Why is the maximum Rayleigh quotient equal to the maximum eigenvalue?
First, note that R does not depend on the length of v, so we might as well impose the constraint $\mid v\mid^2=1$.
We maximize $R$ subject to this constraint by using a Lagrange multiplier: $v^tMv+\lambda (\mid v\mid^2-1)$, and differentiating with respect to the components of v, we obtain the equation $Mv+\lambda v=0$, so the extrema are precisely the eigenvectors of $M$. If $v$ is an eigenvector, then it follows immediately that the value of $R$ is the corresponding eigenvalue.

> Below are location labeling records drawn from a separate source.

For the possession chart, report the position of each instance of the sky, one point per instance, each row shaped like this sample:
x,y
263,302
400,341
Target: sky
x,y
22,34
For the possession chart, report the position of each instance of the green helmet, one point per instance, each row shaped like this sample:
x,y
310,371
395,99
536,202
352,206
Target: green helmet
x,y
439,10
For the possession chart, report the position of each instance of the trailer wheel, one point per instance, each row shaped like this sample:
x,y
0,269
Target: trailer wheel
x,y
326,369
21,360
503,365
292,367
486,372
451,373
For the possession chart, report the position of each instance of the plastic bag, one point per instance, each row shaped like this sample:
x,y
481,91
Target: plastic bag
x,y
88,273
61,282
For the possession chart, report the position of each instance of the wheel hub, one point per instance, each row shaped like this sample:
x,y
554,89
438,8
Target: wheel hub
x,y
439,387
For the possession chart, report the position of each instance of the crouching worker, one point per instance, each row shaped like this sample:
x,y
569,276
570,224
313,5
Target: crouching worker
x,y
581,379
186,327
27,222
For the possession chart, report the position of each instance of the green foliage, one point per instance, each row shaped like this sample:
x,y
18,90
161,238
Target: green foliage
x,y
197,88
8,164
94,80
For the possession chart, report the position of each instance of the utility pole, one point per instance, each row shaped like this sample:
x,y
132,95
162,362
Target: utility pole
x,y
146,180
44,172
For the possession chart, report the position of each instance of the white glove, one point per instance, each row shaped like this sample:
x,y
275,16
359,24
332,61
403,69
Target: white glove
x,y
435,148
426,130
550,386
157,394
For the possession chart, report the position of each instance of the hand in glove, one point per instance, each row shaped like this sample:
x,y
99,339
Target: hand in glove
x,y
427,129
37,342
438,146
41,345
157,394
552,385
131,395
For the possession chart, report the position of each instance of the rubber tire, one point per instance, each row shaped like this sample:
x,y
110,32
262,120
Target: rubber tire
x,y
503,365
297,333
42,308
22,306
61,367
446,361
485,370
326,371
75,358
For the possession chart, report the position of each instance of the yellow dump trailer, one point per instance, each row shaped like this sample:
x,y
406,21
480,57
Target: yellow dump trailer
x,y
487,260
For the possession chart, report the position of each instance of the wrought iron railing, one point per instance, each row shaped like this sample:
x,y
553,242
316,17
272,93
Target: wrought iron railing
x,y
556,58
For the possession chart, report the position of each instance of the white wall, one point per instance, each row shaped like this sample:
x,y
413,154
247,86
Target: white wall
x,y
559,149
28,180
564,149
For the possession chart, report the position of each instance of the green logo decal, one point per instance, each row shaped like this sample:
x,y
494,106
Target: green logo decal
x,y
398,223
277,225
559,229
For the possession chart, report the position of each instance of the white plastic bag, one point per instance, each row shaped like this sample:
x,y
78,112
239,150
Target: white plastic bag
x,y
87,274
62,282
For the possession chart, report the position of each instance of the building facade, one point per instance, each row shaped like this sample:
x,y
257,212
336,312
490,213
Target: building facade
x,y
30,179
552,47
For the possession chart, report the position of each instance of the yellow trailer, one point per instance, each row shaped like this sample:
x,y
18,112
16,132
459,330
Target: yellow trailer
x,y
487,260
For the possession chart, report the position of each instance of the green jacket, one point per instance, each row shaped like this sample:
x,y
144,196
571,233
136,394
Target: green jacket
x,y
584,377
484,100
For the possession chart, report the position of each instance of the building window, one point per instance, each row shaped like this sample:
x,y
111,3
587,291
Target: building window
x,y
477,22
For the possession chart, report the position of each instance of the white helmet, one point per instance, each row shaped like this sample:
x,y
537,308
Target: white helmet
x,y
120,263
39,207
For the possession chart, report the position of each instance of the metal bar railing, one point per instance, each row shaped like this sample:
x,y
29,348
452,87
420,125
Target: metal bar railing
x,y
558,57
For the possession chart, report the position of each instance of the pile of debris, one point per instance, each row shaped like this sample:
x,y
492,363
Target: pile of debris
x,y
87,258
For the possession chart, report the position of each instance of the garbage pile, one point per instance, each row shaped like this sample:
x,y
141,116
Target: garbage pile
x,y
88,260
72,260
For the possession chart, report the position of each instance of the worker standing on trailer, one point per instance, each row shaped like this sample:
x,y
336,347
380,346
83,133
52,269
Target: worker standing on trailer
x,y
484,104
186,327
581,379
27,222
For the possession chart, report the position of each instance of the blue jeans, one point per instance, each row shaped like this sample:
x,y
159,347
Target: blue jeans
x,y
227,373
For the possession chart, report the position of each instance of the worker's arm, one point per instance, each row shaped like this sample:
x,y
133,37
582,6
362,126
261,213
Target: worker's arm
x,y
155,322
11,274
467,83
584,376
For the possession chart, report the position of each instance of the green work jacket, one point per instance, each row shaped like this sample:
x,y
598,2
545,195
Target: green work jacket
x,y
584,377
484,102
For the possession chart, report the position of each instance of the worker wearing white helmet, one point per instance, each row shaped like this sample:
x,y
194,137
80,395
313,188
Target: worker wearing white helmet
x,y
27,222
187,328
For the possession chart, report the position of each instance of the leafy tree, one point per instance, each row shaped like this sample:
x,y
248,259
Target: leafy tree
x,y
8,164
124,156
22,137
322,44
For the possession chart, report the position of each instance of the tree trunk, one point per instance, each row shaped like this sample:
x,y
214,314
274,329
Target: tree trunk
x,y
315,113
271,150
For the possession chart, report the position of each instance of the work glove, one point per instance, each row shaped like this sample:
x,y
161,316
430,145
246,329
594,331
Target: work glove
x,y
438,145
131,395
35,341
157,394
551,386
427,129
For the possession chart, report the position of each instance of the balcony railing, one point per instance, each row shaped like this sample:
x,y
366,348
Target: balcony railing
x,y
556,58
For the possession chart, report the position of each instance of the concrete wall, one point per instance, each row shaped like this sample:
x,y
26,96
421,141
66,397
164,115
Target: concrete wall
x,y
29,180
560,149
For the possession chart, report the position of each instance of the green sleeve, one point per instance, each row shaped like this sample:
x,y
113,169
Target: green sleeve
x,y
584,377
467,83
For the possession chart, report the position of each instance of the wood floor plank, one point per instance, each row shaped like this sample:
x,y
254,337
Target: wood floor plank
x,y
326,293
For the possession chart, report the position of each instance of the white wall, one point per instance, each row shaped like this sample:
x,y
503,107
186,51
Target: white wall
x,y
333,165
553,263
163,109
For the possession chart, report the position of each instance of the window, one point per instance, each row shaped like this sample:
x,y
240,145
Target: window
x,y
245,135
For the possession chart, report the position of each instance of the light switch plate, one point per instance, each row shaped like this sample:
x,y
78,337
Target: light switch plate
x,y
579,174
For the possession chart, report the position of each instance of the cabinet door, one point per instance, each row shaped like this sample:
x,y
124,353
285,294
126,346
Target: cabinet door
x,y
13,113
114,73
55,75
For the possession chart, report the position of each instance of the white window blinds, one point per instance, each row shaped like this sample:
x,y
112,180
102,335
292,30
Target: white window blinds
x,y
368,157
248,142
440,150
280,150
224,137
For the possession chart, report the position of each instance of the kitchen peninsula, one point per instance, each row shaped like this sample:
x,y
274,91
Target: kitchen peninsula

The matrix $M$ describes a linear map $M:\>{\mathbb R}^n=V\to V$ of the euclidean vector space $V$ in terms of the standard basis of $V$. The Rayleigh quotient $$R(M,v):={\langle v, Mv\rangle \over |v|^2}$$ is defined independently of the chosen basis, and for orthonormal bases is given by the formula you quote. Now for a symmetric matrix $M$ there is an orthonormal basis that diagonalizes $M$. With respect to such a basis we have $$R(M,v)={\sum_{i=1}^n \lambda_i v_i^2\over\sum_{i=1}^nv_i^2}\ ,$$ and this is maximal when $v$ is an element of the eigenspace $E_\lambda$ corresponding to the eigenvalue $\lambda:=\max{\rm spec}(M)$.
I really enjoy the answers above, and they help me gain some geometrical intuition. I cannot comment under the answer, so I share them here. Hopefully, someone could help me to correct or modify my answer. Many thanks.
1) Pre-multiplying a symmetric matrix $M$ to a vector $v$ is the same as rotating and stretching this vector in the original space. The result should be $ku$, $u$ is a vector with some direction in the same space and $k$ is a scalar.
2) The eigenvector of $M$ gives a direction in which a vector will remain the same after pre-multiplying by $M$.
3) The Rayleigh quotient can be viewed as the cosine value of the angle between the original vector $v$ and $Mv$, multiplied by a scalar $k$.
Then the answer can be implied by those facts.